As someone with a deep attachment to the horror genre I consistently find myself thrilled or disappointed by it – there’s rarely a middle ground for me. Being a purist, that limits my options even more. I have no patience for schlock horror, and over reliance on gore is a real turn off for me too, mostly because it eschews the need for strong writing. I don’t shy away from sub genres, though. It’s just that the piece itself needs to contain strong characters and a sense of internal logic – once those two boxes are ticked, I’m largely good.
I’ve reviewed some decent horror movies recently, but probably haven’t enjoyed many of them as much as I enjoyed The Witch, written and directed by Robert Eggers. As far as sub genres go, I’d put this one firmly in “Satanic Horror”, but it’s far superior than other entries, which are mostly of the “demonic possession” variety, and in many ways it feels like the kind of movie that used to be made in the 70s by Hammer and Amicus.
For a first time writer/director, the depressingly young Eggers makes a solid debut here with a movie that oozes with atmosphere and a creeping intensity of dread, and proves himself a capable actor’s director too, allowing the two veteran actors of the piece (Ralph Ineson and Kate Dickey) to do good work, and coaxing terrific work from the children, played by Anya Taylor-Joy, Harvey Scrimshaw, Ellie Grainger, and Lucas Dawson. Scrimshaw provides perhaps the finest-acted scene of the movie, a small, uninterrupted speech that comes immediately before one of the movie’s many tragic moments, and the twins, played by Grainger and Dawson are two of the weirdest kids I’ve seen in any movie – together, they are instrumental to the eeriness inherent throughout. As Thomasin, Taylor-Joy is good, but for me overshadowed by the rest of the cast.
It’s clear from early on that the supernatural aspect of the movie isn’t vague or ambiguous, as this movie could so easily have just been about the religious ignorance of 17th century New World settlers, but Eggers masterfully presents an honest portrayal of the family, whose prideful male head accepts exile into the unexplored wilderness of New England rather than settle enmities with their congregation. Once the action moves to this setting, the sense of foreboding increases in a series of scenes that culminate in a terrible tragedy (the first actual appearance of the titular witch), and the beginning of the family’s inevitable ruin.
“inevitable ruin” is a key component of my purist stand on horror movies. I feel that a horror movie cannot be fully complete with a happy ending, or even any hint of salvation. For me, the protagonist must be on a one-way trip to ultimate doom. That doom needn’t be a physical death, but it must show that journey can only have one ending. In The Witch, the family’s shared doom makes them a group-protagonist, but the actual ending of the movie where the sole survivor’s fate is revealed, is also a kind of doom for that character, a change of state to one that we’ve already seen in a pivotal, wrenching moment early in act 2, involves a loss of humanity.

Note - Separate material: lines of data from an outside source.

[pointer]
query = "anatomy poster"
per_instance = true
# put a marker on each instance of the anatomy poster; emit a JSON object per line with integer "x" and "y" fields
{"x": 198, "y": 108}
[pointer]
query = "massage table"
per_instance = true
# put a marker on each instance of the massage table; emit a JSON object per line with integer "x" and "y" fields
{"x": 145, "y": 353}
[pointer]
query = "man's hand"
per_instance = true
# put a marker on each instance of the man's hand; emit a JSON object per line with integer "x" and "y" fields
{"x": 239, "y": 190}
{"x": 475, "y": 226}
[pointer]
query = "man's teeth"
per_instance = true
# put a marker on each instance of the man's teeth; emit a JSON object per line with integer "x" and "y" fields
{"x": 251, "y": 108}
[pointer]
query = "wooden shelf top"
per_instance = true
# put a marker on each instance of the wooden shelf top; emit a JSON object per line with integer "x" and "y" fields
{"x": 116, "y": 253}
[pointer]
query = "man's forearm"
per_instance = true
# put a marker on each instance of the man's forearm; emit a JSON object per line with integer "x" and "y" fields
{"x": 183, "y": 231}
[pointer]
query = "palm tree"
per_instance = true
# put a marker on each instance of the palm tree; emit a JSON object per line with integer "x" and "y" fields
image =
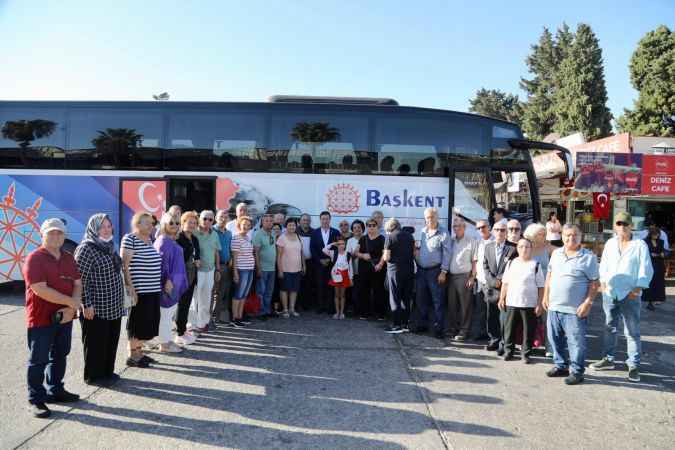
{"x": 117, "y": 142}
{"x": 23, "y": 132}
{"x": 314, "y": 134}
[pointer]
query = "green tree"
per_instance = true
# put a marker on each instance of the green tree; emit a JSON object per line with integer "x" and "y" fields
{"x": 118, "y": 143}
{"x": 497, "y": 104}
{"x": 580, "y": 100}
{"x": 652, "y": 73}
{"x": 542, "y": 62}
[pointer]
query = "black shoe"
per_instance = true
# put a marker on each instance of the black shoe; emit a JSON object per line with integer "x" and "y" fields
{"x": 557, "y": 372}
{"x": 39, "y": 410}
{"x": 142, "y": 363}
{"x": 573, "y": 379}
{"x": 62, "y": 397}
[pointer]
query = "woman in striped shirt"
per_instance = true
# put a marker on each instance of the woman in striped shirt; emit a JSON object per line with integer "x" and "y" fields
{"x": 243, "y": 268}
{"x": 142, "y": 275}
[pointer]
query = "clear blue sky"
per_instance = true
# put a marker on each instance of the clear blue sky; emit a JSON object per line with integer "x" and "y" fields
{"x": 424, "y": 53}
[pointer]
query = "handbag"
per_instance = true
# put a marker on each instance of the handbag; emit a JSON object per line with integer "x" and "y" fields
{"x": 252, "y": 304}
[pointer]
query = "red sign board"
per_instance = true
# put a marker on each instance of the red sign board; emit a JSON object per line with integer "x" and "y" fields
{"x": 658, "y": 175}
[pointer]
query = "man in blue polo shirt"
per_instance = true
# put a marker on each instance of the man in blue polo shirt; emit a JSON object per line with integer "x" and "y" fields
{"x": 571, "y": 286}
{"x": 222, "y": 288}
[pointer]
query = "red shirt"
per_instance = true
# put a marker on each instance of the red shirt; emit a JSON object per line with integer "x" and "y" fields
{"x": 60, "y": 274}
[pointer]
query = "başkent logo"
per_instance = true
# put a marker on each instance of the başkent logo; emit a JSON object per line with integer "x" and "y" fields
{"x": 343, "y": 199}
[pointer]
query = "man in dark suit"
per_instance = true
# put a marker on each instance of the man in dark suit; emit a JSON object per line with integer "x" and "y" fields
{"x": 497, "y": 254}
{"x": 321, "y": 237}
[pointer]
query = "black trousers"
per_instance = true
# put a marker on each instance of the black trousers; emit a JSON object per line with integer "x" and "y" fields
{"x": 184, "y": 309}
{"x": 529, "y": 320}
{"x": 324, "y": 291}
{"x": 494, "y": 323}
{"x": 307, "y": 297}
{"x": 99, "y": 339}
{"x": 400, "y": 295}
{"x": 372, "y": 295}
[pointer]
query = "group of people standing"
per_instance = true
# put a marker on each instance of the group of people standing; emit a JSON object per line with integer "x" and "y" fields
{"x": 194, "y": 271}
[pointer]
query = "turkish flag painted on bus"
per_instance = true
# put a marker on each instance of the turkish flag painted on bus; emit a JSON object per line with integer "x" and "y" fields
{"x": 658, "y": 175}
{"x": 601, "y": 205}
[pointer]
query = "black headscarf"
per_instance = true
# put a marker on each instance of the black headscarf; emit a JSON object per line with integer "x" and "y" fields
{"x": 91, "y": 238}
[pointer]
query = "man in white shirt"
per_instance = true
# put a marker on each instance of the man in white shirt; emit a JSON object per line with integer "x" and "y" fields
{"x": 480, "y": 308}
{"x": 240, "y": 210}
{"x": 462, "y": 279}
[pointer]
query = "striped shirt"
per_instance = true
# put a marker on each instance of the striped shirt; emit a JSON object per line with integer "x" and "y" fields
{"x": 244, "y": 253}
{"x": 146, "y": 265}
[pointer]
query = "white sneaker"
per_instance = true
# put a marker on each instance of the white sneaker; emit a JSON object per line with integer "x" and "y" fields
{"x": 169, "y": 347}
{"x": 186, "y": 339}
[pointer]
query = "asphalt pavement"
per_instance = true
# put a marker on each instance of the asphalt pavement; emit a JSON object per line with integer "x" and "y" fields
{"x": 314, "y": 382}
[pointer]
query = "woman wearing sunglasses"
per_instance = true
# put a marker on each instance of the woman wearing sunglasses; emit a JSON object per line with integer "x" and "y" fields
{"x": 625, "y": 270}
{"x": 174, "y": 279}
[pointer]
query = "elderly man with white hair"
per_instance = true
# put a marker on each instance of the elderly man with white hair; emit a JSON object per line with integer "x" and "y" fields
{"x": 433, "y": 261}
{"x": 571, "y": 286}
{"x": 462, "y": 278}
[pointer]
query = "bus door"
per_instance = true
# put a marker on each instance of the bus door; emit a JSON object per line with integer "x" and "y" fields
{"x": 192, "y": 193}
{"x": 141, "y": 195}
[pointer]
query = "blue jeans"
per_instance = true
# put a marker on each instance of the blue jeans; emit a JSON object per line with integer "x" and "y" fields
{"x": 629, "y": 310}
{"x": 265, "y": 288}
{"x": 48, "y": 346}
{"x": 567, "y": 336}
{"x": 430, "y": 291}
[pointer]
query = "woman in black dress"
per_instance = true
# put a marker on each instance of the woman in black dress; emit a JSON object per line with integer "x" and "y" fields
{"x": 656, "y": 293}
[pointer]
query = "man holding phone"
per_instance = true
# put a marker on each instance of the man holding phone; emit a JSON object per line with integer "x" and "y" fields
{"x": 53, "y": 296}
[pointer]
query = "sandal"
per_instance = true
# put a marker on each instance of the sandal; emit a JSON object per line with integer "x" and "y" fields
{"x": 131, "y": 362}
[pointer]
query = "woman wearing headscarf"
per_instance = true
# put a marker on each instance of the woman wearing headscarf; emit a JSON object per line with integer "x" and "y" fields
{"x": 102, "y": 300}
{"x": 174, "y": 279}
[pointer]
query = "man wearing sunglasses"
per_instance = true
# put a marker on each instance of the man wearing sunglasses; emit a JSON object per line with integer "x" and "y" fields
{"x": 265, "y": 248}
{"x": 625, "y": 270}
{"x": 514, "y": 231}
{"x": 209, "y": 269}
{"x": 496, "y": 256}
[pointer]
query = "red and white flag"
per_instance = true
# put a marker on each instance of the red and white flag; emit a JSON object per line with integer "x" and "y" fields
{"x": 601, "y": 205}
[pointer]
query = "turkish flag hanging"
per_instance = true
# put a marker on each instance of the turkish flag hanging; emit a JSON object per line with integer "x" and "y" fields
{"x": 601, "y": 205}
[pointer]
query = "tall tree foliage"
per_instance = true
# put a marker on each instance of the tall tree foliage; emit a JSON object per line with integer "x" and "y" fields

That Eggers’s intent is to make an actual horror movie is commendable, and the movie is made with a real economy of time and plot that doesn’t feel forced by budget. I liked almost every part of this movie. The acting is tremendous, the story is involving, the plight of the characters and their ultimate fates in this lonely, isolated place is affecting. It’s all so good, that the one part of it that disappointed me comes at such a pivotal reveal that it really disappointed me. It’s only a couple of seconds long, and it probably doesn’t bother too many viewers, but I spent some time resenting the choice Eggers made. Having said that, it isn’t too much longer after that scene that the ending coda of the movie hits, and what an ending it is. It’s expected and yet executed in such an unexpectedly glorious manner that it almost utterly erased my dislike for that prior scene.
I learned recently that Eggers is moving on to remaking the 1922 classic Nosferatu. Given the undeniable talent possessed by this guy, I’m extremely happy to hear this, as both the original and Werner Herzog’s terrific 1979 remake are two of my favourite movies. I hope, for the sake of horror, he stays within the genre for a few more entries after that.